Мы высадили ложного маньяка у той самой поликлиники, с которой начался его путь к приключениям, помахали неуверенно улыбнувшемуся курсанту ручками и поехали дальше.
— Куда? — спросила Ирка, лавируя в потоке машин.
— Давай к Топорковичу, — постановила я. — Покажем ему нашу Спящую красавицу. Думаю, профессор сумеет привести ее в чувство. Честно говоря, очень хочется узнать, чем девицу вырубили.
Подруга согласно кивнула, и я посмотрела на нее с нежностью. Право, немного найдется людей, готовых так легко и просто зайти на огонек в психушку!
Как-то так получается, что мы с Иркой довольно регулярно наведываемся в это медицинское заведение, и руководящий им доктор, профессор Топоркович, уже стал нашим добрым знакомым. Не подумайте плохого, у нас с Иркой нет проблем с головой, и на душевное здоровье мы не жалуемся! Но народную мудрость, рекомендующую не зарекаться от тюрьмы да от сумы, я бы еще дополнила упоминанием дурдома. Во всяком случае, в наших с подружкой приключениях психушка постоянно присутствует: то мы ее штурмом берем, то, наоборот, организуем побег из нее пациента…

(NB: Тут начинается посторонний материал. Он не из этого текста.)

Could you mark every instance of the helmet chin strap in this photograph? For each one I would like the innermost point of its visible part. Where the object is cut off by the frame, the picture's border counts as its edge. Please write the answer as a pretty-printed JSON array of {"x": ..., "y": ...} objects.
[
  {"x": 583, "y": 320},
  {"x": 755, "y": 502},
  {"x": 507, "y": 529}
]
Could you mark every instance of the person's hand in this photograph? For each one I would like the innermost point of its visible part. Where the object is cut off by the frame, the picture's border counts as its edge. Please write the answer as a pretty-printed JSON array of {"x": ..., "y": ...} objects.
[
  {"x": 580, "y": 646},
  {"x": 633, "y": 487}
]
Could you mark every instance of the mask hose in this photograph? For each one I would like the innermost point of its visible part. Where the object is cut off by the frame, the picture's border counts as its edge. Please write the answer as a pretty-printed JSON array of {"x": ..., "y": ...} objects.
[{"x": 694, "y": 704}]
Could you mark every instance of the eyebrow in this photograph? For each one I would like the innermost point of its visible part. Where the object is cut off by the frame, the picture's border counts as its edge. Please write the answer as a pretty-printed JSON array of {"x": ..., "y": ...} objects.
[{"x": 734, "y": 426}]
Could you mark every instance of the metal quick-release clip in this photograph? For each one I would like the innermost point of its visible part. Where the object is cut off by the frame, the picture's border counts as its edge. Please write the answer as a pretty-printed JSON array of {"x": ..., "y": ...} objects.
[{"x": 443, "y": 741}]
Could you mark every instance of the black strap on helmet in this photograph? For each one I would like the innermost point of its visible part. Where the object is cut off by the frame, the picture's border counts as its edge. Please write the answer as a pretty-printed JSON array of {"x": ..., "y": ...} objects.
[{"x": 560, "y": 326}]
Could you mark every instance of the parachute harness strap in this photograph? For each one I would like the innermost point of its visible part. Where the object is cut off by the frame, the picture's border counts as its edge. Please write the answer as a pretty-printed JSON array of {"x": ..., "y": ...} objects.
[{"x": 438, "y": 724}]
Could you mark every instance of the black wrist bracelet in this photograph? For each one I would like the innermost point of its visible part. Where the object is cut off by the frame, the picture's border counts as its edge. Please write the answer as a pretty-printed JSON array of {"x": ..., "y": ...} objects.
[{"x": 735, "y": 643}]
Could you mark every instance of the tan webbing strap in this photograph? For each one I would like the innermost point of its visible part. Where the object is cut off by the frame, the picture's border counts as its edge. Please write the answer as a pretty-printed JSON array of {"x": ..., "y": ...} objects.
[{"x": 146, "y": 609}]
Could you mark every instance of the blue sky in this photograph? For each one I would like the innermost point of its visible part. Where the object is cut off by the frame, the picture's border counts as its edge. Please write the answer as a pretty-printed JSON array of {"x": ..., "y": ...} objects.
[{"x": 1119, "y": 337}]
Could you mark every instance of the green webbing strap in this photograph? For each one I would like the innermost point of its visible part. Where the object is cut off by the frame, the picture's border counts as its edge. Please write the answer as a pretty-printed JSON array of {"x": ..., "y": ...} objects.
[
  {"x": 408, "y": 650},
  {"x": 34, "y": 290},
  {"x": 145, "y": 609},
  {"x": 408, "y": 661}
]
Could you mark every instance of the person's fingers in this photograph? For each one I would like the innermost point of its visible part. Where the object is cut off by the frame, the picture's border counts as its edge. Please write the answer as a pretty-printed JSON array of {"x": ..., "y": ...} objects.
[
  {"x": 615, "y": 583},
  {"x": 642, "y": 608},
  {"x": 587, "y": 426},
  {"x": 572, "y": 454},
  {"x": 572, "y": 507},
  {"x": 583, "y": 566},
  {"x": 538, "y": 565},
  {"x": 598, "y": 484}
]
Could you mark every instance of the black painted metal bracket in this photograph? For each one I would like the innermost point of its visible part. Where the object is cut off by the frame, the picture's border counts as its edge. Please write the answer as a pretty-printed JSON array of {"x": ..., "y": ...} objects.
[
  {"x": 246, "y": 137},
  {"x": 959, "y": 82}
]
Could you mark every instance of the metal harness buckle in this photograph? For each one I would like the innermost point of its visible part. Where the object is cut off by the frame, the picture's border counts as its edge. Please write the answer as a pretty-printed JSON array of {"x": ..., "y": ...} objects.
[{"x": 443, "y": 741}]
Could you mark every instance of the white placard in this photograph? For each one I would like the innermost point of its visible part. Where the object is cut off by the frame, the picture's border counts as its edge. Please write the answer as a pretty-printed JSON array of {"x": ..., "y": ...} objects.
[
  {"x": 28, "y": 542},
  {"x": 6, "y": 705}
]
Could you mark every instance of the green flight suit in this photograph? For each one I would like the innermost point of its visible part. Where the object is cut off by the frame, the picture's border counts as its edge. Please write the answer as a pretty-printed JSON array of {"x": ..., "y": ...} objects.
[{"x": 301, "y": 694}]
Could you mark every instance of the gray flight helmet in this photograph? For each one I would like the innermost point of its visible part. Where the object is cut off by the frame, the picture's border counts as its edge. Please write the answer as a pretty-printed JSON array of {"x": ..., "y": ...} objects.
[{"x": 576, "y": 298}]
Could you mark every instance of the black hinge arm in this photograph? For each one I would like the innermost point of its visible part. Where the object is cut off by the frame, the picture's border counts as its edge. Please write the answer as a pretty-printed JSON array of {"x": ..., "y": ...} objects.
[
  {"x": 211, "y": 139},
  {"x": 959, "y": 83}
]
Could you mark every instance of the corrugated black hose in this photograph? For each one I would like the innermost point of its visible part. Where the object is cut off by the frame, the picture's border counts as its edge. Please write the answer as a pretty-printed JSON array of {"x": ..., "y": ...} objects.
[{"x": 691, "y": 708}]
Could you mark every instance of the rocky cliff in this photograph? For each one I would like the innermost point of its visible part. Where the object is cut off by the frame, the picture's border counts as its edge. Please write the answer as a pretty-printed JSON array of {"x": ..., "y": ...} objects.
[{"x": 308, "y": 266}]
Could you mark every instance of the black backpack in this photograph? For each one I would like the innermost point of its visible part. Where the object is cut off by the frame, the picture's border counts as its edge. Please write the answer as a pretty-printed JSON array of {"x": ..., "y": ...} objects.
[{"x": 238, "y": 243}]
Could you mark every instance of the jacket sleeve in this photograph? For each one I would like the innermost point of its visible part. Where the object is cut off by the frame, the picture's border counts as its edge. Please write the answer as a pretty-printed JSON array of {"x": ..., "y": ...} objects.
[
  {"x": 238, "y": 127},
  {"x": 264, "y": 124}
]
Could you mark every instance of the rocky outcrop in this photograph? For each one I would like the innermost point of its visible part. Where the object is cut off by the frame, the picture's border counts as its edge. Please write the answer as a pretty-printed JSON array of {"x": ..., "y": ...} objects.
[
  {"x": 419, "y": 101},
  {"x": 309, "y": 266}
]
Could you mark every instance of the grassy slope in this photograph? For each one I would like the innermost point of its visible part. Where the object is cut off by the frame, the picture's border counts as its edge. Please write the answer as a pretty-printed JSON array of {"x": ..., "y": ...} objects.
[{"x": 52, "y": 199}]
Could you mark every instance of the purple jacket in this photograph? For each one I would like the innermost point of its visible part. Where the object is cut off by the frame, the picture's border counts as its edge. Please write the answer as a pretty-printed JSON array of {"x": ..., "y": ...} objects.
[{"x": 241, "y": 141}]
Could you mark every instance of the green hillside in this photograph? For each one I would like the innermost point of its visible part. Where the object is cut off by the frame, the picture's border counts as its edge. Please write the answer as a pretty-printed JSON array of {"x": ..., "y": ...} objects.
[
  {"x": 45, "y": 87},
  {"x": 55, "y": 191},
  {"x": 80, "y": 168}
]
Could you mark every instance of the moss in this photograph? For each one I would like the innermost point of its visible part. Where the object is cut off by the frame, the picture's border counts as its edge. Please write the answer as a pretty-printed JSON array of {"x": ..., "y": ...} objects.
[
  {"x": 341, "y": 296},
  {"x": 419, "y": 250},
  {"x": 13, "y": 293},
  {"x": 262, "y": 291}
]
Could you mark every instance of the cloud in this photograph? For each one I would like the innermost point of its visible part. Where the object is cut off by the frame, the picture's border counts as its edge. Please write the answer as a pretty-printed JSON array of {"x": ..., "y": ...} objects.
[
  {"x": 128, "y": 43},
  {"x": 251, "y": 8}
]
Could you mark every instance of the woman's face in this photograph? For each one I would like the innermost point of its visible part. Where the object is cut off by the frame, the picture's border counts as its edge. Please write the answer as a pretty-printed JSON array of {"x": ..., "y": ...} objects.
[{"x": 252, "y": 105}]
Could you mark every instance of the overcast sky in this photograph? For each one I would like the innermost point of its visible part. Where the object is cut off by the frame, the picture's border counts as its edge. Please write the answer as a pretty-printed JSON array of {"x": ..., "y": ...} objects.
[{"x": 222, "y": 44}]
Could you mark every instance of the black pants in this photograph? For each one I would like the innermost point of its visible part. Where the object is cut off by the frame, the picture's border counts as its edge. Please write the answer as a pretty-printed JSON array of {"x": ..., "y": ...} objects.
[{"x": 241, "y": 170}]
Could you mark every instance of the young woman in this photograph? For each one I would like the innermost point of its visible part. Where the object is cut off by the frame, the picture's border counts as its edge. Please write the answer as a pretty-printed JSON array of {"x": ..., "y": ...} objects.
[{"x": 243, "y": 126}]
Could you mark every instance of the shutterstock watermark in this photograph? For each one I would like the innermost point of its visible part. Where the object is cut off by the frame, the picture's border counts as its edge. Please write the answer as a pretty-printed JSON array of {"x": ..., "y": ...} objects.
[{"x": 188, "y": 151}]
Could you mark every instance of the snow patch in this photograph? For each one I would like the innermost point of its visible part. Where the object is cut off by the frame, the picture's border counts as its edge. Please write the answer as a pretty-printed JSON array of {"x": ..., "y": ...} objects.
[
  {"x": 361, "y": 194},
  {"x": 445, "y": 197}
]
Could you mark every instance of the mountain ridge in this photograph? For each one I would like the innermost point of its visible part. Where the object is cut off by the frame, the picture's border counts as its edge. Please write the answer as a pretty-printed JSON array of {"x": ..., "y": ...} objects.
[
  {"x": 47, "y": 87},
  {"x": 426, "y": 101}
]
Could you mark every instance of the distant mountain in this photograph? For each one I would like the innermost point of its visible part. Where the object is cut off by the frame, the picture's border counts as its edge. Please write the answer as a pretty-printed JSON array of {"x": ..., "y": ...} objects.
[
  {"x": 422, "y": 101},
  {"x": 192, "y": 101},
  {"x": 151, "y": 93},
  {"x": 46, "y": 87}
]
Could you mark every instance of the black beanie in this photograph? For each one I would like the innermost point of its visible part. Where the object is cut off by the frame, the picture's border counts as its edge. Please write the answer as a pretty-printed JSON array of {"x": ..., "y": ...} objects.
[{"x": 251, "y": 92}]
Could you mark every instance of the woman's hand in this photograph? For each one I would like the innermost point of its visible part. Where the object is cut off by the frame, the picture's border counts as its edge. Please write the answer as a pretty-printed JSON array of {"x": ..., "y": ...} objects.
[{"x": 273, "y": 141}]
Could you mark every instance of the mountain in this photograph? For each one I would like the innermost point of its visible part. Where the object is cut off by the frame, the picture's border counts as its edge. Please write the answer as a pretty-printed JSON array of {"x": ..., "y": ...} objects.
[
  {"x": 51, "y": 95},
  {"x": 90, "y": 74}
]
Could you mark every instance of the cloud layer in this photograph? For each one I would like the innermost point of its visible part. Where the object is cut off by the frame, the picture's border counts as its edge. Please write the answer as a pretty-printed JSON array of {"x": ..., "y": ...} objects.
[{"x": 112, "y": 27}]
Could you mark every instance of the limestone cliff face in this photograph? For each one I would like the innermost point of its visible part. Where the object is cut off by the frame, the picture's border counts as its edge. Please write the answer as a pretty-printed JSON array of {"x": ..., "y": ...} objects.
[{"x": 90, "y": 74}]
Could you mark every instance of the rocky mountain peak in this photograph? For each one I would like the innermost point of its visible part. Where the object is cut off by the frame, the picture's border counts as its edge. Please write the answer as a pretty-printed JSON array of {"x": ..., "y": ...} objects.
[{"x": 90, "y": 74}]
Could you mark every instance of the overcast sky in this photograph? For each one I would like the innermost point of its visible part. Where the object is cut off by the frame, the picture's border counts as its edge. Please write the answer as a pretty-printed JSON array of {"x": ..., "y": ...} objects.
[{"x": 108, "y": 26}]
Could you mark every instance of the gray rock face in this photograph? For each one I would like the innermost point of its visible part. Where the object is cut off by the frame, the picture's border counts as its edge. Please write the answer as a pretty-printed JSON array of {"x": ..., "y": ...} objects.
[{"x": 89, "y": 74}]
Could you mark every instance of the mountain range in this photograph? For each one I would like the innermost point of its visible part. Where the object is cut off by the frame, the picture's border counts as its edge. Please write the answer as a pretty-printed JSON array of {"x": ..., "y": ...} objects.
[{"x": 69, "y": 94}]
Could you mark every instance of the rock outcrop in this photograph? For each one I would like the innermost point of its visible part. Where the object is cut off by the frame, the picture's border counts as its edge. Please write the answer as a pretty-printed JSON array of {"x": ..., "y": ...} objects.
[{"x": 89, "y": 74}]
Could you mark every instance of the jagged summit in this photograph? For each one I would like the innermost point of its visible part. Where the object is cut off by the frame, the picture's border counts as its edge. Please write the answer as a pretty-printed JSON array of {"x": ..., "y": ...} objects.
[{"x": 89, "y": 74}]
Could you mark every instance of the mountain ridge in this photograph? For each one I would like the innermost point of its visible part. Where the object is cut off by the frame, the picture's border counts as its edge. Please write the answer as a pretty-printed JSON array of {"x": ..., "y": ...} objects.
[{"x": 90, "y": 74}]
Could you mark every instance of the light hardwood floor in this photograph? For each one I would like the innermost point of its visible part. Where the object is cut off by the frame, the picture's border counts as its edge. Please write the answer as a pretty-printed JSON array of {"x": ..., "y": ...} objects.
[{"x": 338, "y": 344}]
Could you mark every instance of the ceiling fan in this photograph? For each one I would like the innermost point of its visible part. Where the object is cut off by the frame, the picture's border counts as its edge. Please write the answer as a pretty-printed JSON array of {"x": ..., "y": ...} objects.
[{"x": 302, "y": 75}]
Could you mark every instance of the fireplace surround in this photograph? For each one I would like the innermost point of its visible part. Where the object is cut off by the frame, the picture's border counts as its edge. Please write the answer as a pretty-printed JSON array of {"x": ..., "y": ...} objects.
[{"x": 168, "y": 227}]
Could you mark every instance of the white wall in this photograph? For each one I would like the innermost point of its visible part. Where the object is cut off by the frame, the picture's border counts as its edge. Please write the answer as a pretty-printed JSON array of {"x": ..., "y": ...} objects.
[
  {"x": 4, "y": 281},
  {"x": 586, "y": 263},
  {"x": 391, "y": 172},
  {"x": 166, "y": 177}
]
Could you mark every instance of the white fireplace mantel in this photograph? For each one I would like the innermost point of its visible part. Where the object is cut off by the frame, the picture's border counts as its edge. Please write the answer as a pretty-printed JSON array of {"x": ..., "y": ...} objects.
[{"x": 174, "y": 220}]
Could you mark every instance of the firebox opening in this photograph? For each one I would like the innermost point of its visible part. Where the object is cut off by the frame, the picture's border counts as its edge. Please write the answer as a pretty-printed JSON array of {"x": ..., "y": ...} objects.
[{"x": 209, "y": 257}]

Профессор, предупрежденный о нашем визите экстренным звонком с моего мобильника, встретил нас радушно. Лично вышел к воротам, расцеловал нас с Иркой и распорядился о транспортировке нашей пассажирки. Спящая красавица, словно восточная принцесса в паланкине, уплыла на носилках, влекомых двумя дюжими санитарами.
— Профессор, нам бы надо быстренько узнать, что с девушкой случилось, — попросила я.
— Сейчас посмотрим. — Доктор потер ладони и заторопился в здание.
— Мы пока тут погуляем! — крикнула ему вдогонку Ирка.
Мы сели на лавочку возле клумбы, на которой пламенели поздние астры. Больничный сад нежно обняли фиолетовые сумерки. Золотые шары фонарей окружили сияющие нимбы.
— Хорошо-то как! — мечтательно сказала Ирка. — Тихо…
И тут справа от нас, за высоким барьером живой изгороди, что-то грохнуло. Благостную тишину распорол басовитый матерный рык, и над кустами взвился столб белой пыли. Сверкая в свете близкого фонаря, пылинки заплясали в воздухе.
— А… что это? — нервно сглотнула Ирка.
— Пойдем посмотрим? — предложила я, заинтригованная энергичным шевелением кустов.